Job Summary:Responsible for designing, building, and optimizing large-scale data pipelines and ETL processes in cloud environments (Azure & GCP). Develop high-performance data ingestion, transformation, and analytics solutions while ensuring data quality, scalability, and reliability. Collaborate with global teams to implement cloud-based data warehouses and analytics platforms.
Key Responsibilities:- Build and maintain cloud-based data pipelines using Azure Databricks, Azure Data Factory (ADF), Azure Data Lake, Synapse, BigQuery, and GCP data services.

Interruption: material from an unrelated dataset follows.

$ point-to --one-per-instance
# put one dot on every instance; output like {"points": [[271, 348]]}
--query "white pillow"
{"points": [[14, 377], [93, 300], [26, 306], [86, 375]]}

- Develop ETL frameworks and reusable solutions to process large volumes of structured and unstructured data.
- Perform performance tuning on Spark (Scala/Python), Hive, and SQL queries to ensure efficient data processing.
- Design and implement Star/Snowflake schemas for analytical data warehouses.
- Ensure data quality, governance, and compliance across cloud environments.
- Collaborate with global teams to deliver high-quality, production-ready solutions and optimize system performance.
- Troubleshoot and resolve data processing and pipeline issues.
Required Skills & Experience:- Strong expertise in Azure (Databricks, ADF, Data Lake, Synapse) and GCP (BigQuery, Dataproc, Cloud Storage, Cloud Composer).
- Hands-on experience with Spark (Scala/Python), Hive, SQL, and performance tuning.
- Solid knowledge of relational data modeling and data warehouse concepts (Star/Snowflake schema).
- Experience with Kafka or other streaming technologies.
- Proficiency in Python, Scala, and SQL for data engineering tasks.
- Strong analytical, problem-solving, and communication skills.
Competencies:- Cloud Data Engineering (Azure & GCP)
- Big Data Processing and Analytics
- ETL Development and Optimization
- Data Warehousing & Modeling
- Performance Tuning & Data Quality
Preferred Skills:- Snowflake, MySQL, NoSQL databases
- Streaming data pipelines and real-time analytics
- Experience with CI/CD for data pipelines